Dears,
Let $H$ be Heisenberg group, a group of $3\times 3$ matrices with $1$ on the main diagonal, zeros below, and elements of $\Bbb R$ above the main diagonal.
Its center is the subgroup of all matrices with $0$ on the first diagonal above the main diagonal.
My question is – is it also a commutator subgroup of that group?
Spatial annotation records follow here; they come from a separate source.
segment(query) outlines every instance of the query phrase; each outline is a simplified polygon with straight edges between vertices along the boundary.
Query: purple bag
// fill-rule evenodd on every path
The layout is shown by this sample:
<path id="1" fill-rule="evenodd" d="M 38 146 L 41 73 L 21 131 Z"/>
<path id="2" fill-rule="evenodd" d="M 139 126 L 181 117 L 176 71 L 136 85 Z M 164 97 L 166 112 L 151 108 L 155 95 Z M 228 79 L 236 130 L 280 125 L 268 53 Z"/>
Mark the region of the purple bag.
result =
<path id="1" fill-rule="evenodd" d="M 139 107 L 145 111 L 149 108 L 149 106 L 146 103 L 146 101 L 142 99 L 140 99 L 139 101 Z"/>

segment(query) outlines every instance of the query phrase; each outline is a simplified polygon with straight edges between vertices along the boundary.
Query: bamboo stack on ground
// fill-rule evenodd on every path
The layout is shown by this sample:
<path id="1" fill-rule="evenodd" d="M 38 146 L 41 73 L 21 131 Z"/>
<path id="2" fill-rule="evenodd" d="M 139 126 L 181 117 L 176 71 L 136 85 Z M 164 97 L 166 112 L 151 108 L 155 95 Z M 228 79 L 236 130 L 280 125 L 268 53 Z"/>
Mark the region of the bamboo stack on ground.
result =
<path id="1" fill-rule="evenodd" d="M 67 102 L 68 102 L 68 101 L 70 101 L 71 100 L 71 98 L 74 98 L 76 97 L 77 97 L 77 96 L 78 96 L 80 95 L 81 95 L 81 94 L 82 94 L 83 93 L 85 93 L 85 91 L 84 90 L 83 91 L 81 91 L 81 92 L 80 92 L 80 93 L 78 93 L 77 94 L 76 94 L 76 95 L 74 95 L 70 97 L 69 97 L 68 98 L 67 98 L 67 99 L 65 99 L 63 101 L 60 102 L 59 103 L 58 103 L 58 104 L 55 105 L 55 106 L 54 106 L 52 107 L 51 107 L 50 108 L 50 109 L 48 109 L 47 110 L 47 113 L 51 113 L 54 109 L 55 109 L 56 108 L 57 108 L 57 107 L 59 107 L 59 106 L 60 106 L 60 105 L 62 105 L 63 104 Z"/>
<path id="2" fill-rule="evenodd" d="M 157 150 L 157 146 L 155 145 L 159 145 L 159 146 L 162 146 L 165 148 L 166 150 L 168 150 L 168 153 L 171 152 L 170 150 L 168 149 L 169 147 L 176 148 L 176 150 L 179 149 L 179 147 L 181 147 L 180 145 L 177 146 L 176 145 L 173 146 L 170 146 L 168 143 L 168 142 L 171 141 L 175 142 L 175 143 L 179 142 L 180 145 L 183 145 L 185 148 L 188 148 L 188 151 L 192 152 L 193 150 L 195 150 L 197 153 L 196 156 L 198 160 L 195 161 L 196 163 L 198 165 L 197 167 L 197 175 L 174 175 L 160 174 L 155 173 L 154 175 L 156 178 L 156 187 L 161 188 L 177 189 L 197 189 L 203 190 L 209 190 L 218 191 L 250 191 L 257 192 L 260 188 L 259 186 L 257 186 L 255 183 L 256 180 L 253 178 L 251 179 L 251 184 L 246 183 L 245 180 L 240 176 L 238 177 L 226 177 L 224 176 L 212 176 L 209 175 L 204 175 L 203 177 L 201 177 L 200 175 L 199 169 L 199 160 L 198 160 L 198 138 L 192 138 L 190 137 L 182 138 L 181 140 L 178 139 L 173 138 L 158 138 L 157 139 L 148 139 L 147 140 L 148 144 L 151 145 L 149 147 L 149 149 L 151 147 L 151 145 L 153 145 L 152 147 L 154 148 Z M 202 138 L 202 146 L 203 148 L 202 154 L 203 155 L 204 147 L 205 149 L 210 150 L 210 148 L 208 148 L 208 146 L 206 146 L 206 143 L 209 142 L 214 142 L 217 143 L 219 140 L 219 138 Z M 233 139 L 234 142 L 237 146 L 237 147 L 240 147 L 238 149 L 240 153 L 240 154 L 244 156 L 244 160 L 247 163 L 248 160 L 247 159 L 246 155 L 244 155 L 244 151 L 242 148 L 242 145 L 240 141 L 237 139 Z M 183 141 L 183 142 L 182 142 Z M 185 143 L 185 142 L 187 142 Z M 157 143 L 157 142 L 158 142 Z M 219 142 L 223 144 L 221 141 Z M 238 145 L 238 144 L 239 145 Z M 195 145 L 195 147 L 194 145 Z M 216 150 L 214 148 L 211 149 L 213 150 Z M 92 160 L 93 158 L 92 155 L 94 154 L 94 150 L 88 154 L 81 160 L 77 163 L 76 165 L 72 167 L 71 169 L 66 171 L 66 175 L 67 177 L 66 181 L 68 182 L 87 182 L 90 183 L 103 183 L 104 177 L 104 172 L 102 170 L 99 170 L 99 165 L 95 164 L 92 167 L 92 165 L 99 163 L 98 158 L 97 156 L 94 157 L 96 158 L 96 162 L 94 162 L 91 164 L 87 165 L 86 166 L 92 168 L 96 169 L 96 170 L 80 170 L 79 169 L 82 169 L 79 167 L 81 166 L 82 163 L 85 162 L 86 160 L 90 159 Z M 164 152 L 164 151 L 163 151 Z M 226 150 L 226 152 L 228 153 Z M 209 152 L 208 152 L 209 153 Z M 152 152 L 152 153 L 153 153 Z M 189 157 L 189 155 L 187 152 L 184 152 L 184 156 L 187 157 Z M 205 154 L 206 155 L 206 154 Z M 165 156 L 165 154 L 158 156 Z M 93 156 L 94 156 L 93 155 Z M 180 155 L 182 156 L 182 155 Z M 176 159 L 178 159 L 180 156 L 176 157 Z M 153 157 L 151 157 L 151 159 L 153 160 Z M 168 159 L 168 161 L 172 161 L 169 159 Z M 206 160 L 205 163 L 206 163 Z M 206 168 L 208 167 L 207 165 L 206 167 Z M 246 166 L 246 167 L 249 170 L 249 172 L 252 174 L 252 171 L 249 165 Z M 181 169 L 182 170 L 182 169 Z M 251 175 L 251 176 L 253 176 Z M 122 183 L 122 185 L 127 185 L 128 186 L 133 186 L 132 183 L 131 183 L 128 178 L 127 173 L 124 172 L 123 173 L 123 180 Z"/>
The quotient group $H/Z(H)$ is abelian (this group is nilpotent of class two), so commutator subgroup must be inside the center. I can't imagine other subgroups being CS, but I want someone smarter to let me know.
Have a nice day.
Best Answer
$$\begin{pmatrix}1&x&y\\ 0&1&z\\ 0&0&1\end{pmatrix}^{-1}=\begin{pmatrix}1&-x&xz-y\\ 0&1&-z\\ 0&0&1\end{pmatrix}$$
Therefore \begin{align}ABA^{-1}B^{-1}&=\begin{pmatrix}1&x&y\\ 0&1&z\\ 0&0&1\end{pmatrix}\begin{pmatrix}1&s&t\\ 0&1&u\\ 0&0&1\end{pmatrix}\begin{pmatrix}1&-x&xz-y\\ 0&1&-z\\ 0&0&1\end{pmatrix}\begin{pmatrix}1&-s&su-t\\ 0&1&-u\\ 0&0&1\end{pmatrix}=\\&=\begin{pmatrix}1&s+x&t+ux+y\\ 0&1&u+z\\ 0&0&1\end{pmatrix}\begin{pmatrix}1&-x-s&ux+xz-y+su-t\\ 0&1&-z-u\\ 0&0&1\end{pmatrix}=\\&=\begin{pmatrix}1&0&t+ux+y+ux+xz-y+su-t-(z+u)(s+x)\\ 0&1&0\\ 0&0&1\end{pmatrix}=\\&=\begin{pmatrix}1&0&ux-zs\\ 0&1&0\\ 0&0&1\end{pmatrix}\end{align}
It is therefore apparent that commutators are exactly the elements in the form $\begin{pmatrix}1&0&\alpha\\0&1&0\\ 0&0&1\end{pmatrix}$, which incidentally form a subgroup.